The question is whether any solution will count the tokens consumed by the JSON of a functions list — a list of functions that would be sent to the API, reinterpreted, and then passed to the AI in an unseen form only documented by the experimentation and revelation seen earlier in this thread.

There are prior links to some code approximation attempts earlier in the thread, but your tiktoken alone is not that.

Looking at the API code the, json text in the function header is included as a string to the model as would any normal bit of text, so I think if you were to tiktoken that string and add on a few tokens for possible “start of function” “end of function” boundary markers, it should be possible to get an accurate count of the tokens sent, I’ve not gotten round to it, but I did that some time ago for the standard API calls to calculate the additional tokens used by markers and such.

This is an incorrect assumption.

I’ll scroll back for you, where you can see the last code block in my post. The AI-received-language is not the input JSON and not as one might predict: How to calculate the tokens when using function call - #24 by _j

With the secret sauce (jailbreaks I don’t want patched and AI crippled by disclosure into necessarily never following a single instruction) one can replay example arbitrary functions again and again and formulate the pattern. I just don’t have any reason to sit down and code this as I’m not trying to eek out the last of input context length with dynamic functions.

Omit “max_tokens” and all context is yours.

1 Like

Ok, but the API right now is passing “something” to the model via a connection, it’s that “something” we are interested in, correct? It should be trivial to look at the open source API library to see what is being done with a prompt that contains a function element, it should be deterministic in nature and reproducible with tiktoken.

The text is transformed by OpenAI’s internal “function” endpoint after the model selector, load distributor, accounting server paths, other undocumented routing internals. Not any public code.

Here I extract and show the byte string transmitted by the python API module, including a function: Typo in OpenAI API Documentation - #2 by _j

The input is validated against a standard JSON schema, and rejected for malformed requests (“bool” or “float” instead of “boolean” or “number”), but no warning is given when the programmer’s intentions are damaged by the rewriting (omitting keywords like “example”, “maximum”, or discarding any nested descriptions)

Passing a function even selects a differently-trained model than without.

Interesting, I’ll have a wander through the repo when I get time.

Cheers.

FWIW, I’ve validated that hmarr’s method is the most accurate and it validates itself against OpenAI’s API which is “the right way” to do all this.

Big kudos since none of this is really documented, even within OpenAI’s cookbook code

2 Likes

I have played with function calling for a few months now I guess, and I can tell for sure that output passed to arguments is not validated against the definition I have seen so many times, the arguments being just plain text which was supposed to be in content, sometimes some simple text instead of arguments like The color is #ff0000, width is 2px instead of actual JSON.

P.S. Function names are also not protected, so many times I am getting random function names it decided it exists

ok, so this means we can provide descriptions as long as I want in the function JSON, and it will not waste the token limit of the api? that’s really great news.
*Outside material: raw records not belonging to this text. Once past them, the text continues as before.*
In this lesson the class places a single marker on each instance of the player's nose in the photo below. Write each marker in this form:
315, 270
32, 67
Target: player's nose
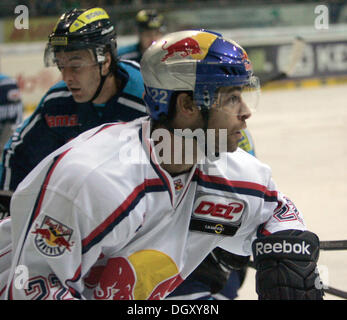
245, 112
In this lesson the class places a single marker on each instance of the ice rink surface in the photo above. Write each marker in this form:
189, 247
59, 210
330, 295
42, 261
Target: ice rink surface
302, 134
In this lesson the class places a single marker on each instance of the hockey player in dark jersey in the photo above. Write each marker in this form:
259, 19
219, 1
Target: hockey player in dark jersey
96, 88
150, 27
11, 108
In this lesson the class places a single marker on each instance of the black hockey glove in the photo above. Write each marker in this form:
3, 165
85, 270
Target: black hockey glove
286, 264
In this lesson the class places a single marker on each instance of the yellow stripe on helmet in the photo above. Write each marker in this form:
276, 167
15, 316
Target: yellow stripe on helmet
87, 17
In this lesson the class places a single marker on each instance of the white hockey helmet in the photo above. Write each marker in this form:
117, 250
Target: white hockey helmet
199, 61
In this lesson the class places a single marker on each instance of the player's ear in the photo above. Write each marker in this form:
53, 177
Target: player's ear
184, 104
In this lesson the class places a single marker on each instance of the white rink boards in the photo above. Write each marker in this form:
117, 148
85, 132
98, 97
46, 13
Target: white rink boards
302, 135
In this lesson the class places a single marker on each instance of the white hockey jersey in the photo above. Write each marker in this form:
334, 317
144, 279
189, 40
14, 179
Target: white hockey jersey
100, 219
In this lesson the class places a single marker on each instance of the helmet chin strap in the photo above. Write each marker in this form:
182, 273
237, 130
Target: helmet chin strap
101, 84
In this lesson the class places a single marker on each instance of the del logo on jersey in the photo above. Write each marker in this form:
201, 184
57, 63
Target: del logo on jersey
52, 237
218, 215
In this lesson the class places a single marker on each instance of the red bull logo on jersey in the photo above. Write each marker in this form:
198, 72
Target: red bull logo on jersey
145, 274
195, 46
52, 237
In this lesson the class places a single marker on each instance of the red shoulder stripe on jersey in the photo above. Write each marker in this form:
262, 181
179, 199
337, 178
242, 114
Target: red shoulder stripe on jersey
3, 290
43, 190
5, 253
150, 185
241, 187
75, 278
106, 126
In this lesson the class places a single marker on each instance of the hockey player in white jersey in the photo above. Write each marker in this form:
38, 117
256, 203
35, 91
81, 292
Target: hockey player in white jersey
114, 214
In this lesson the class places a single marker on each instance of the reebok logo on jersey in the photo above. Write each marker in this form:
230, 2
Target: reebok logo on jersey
282, 247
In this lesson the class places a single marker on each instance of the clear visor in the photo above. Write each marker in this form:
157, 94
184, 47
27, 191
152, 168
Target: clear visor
240, 99
70, 58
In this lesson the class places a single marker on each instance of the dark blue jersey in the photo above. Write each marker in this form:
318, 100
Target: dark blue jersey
11, 108
58, 119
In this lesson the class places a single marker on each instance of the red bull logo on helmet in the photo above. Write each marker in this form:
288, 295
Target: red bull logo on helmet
195, 45
52, 237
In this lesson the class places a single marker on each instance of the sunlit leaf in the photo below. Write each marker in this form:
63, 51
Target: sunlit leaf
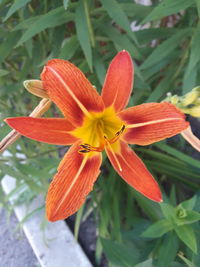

The descriptions are text that is inserted into the AI language that allow it to understand what the function is for. Likewise, AI will also receive the text of function names and property names.

The actual text received by the AI is what costs you the tokens. So no, you are still charged for descriptions, which consume context length.

You can also misuse descriptions in higher nesting levels, and then the AI never receives them.

This thread is about the exact and accurate method of calculating not just the sent language, but the overhead of using functions.

The description for the function parameter is charged by openAI. It need to be clear but as short as you can. :grinning:

Made a python version of hmarrs typescript program. Was looking for one myself so thought it might come in handy for some!

2 Likes

Ultimately, the only way to correctly count tokens is to render the full system message as the AI receives it. Only then will you have a container that is not affected by what surrounds it (because there is no joining with the special non-dictionary tokens enclosing a message.)

あなたは数学が好きな役立つアシスタントです

# Tools

## functions

namespace functions {

// Description of example function
type function_name = (_: {
// description of function property 1: string (required)
property1: string,
// description of function property 2: string w enum
property2?: "enum_yes" | "enum_no",
}) => any;

} // namespace functions

Take that Japanese system prompt. The last token of the system prompt is です Then the next token that must be produced is two carriage returns (\n\n)

If instead we put a Japanese period at the end of the line (。) then the tokenizer will use the token for (。\n\n) - a different system prompt doesn’t need a (\n\n) token to advance down to the next line of the tools description.

We can get a different token at the end of the system prompt than if we hadn’t included a function. When using functions, most system prompts will get the two line feeds “for free”, but others won’t.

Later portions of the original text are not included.